Implicit strategies

What’s the pattern?

There are two implicit strategies that are sometimes useful. I call them implicit because you don’t select them explicitly with a single argument, but instead select between them based on the presence and absence of different arguments. As you might guess, this can make for a confusing interface, but it is occasionaly the best option.

  • With mutually exclusive arguments you select between two strategies based on whether you supply argument a or argument b.
  • With compound objects you select between two strategies based on whether you supply one complex object (e.g. a data frame) or multiple simple objects (e.g. vectors).
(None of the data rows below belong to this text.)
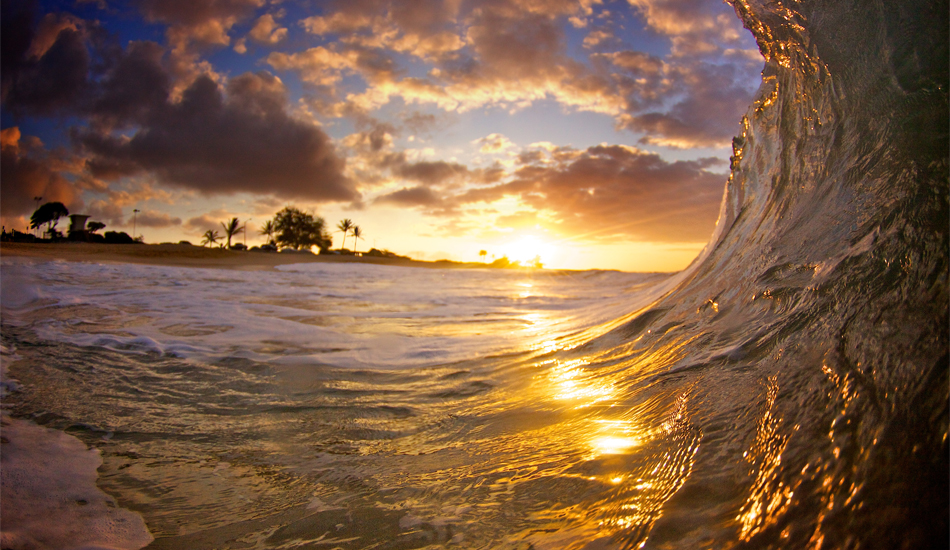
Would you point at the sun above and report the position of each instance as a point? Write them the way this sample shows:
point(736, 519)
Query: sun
point(527, 248)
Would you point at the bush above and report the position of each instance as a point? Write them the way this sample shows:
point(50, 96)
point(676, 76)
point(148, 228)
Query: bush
point(118, 237)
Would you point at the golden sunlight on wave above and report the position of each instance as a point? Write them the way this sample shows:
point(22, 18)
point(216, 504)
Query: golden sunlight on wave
point(529, 248)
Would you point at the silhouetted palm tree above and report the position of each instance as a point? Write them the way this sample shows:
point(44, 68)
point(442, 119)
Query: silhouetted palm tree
point(357, 234)
point(269, 230)
point(210, 237)
point(345, 225)
point(231, 229)
point(49, 213)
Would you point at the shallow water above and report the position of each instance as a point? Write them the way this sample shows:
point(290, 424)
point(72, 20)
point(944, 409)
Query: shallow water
point(788, 390)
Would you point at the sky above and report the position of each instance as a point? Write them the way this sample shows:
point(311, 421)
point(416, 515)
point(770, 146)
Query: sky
point(591, 133)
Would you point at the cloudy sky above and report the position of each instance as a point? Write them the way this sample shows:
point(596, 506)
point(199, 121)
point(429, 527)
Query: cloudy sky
point(595, 133)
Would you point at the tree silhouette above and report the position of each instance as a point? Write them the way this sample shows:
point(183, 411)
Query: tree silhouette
point(210, 237)
point(231, 229)
point(298, 229)
point(49, 213)
point(357, 234)
point(269, 230)
point(345, 225)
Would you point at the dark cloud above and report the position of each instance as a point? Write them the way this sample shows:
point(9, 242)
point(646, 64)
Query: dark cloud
point(156, 219)
point(134, 88)
point(216, 142)
point(411, 196)
point(204, 22)
point(430, 173)
point(611, 191)
point(45, 67)
point(25, 174)
point(713, 97)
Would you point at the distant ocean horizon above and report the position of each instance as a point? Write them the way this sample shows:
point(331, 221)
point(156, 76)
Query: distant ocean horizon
point(788, 390)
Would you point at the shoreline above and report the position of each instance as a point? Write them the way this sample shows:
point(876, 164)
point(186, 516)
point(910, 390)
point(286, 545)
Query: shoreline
point(183, 255)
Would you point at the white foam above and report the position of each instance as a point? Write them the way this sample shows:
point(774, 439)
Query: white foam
point(49, 496)
point(345, 315)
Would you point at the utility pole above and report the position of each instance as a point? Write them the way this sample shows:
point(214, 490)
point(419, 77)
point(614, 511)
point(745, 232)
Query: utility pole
point(37, 228)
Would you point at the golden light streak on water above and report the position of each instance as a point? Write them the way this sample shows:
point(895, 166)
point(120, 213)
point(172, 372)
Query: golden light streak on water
point(769, 497)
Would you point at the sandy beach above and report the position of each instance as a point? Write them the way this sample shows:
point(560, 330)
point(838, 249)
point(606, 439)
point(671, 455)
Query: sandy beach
point(183, 255)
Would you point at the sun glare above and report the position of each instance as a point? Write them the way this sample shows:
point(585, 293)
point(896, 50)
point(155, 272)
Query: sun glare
point(527, 248)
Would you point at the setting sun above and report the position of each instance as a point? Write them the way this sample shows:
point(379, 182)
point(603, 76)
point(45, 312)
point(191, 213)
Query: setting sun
point(526, 249)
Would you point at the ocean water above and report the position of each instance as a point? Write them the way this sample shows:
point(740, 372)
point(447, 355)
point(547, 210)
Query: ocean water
point(788, 390)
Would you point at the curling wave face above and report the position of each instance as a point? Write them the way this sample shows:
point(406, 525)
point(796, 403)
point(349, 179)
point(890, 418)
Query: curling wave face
point(788, 390)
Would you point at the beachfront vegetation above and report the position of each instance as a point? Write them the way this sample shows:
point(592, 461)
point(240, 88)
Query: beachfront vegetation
point(49, 213)
point(298, 229)
point(268, 230)
point(210, 238)
point(231, 229)
point(357, 234)
point(345, 225)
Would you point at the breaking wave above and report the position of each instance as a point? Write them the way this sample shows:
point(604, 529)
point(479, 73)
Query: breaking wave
point(788, 390)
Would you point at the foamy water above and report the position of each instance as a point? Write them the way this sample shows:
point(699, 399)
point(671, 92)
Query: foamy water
point(787, 391)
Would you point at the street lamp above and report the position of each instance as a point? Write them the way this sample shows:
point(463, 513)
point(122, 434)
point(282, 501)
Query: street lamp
point(36, 229)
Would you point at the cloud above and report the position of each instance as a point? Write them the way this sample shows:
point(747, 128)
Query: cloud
point(156, 219)
point(238, 139)
point(202, 22)
point(25, 173)
point(493, 143)
point(45, 66)
point(410, 196)
point(206, 221)
point(695, 27)
point(706, 115)
point(512, 53)
point(606, 192)
point(106, 212)
point(267, 31)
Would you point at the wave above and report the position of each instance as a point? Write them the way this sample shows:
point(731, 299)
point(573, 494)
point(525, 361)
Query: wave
point(806, 350)
point(788, 390)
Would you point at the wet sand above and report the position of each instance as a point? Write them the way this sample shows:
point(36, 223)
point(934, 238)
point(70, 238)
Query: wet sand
point(182, 255)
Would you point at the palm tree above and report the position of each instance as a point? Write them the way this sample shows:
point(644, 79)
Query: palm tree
point(357, 234)
point(345, 225)
point(231, 229)
point(269, 230)
point(210, 237)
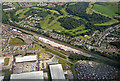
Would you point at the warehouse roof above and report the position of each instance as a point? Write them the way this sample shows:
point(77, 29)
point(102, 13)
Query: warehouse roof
point(57, 71)
point(1, 78)
point(28, 75)
point(26, 58)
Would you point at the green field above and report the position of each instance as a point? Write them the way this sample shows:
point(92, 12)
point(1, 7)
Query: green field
point(64, 64)
point(21, 12)
point(107, 10)
point(6, 61)
point(16, 41)
point(16, 4)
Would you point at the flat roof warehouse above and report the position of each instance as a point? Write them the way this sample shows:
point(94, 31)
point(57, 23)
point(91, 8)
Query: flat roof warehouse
point(56, 71)
point(28, 75)
point(26, 58)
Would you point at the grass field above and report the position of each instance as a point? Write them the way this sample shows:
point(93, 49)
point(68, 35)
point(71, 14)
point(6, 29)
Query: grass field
point(6, 61)
point(64, 64)
point(107, 10)
point(109, 22)
point(88, 10)
point(16, 41)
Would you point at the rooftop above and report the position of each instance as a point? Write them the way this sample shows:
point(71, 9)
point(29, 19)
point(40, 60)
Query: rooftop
point(56, 71)
point(28, 75)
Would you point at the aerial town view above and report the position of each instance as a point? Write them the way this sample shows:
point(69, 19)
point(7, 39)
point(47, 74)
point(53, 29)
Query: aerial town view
point(60, 41)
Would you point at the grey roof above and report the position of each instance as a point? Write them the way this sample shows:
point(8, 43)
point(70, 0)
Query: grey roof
point(28, 75)
point(56, 71)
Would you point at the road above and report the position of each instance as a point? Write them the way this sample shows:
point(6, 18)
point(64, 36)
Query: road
point(95, 55)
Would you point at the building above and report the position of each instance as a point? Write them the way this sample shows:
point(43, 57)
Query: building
point(1, 60)
point(28, 75)
point(26, 58)
point(56, 71)
point(1, 78)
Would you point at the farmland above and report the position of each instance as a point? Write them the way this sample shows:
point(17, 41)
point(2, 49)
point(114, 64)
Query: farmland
point(78, 15)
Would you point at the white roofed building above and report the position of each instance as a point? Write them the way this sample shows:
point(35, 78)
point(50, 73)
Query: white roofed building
point(56, 71)
point(1, 60)
point(26, 58)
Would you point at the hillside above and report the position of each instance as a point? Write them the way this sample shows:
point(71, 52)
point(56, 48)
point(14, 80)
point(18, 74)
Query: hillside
point(79, 18)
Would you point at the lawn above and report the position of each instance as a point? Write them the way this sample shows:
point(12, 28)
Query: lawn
point(109, 22)
point(16, 41)
point(88, 10)
point(6, 61)
point(107, 10)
I think the most compelling reason to use this pattern is when another function might be called directly by a user (who will supply individual arguments) or with the output from another function (which needs to pour into a single argument).

The main challenge with using these pattern is that you can’t make them clear from the function signature alone, so you need to carefully document and check inputs yourself. They are also likely to be surprising to the user as they are relatively rare patterns. So before using either of these techniques you should try using an explicit strategy via an enum (Chapter 10), using separate functions (Chapter 15), or using strategy objects (Chapter 14). Chapter 18 explores these options from the perspective of rvest::read_html().

What are some examples?

Mutually exclusive arguments

  • cutree() is an example where I think mutually exclusive arguments shine: it’s so simple

  • In ggplot2::scale_x_date() and friends you can specify the breaks and labels either with breaks and labels (like all other scale functions) or with date_breaks and date_labels. If you set both values in a pair, the date_ version wins.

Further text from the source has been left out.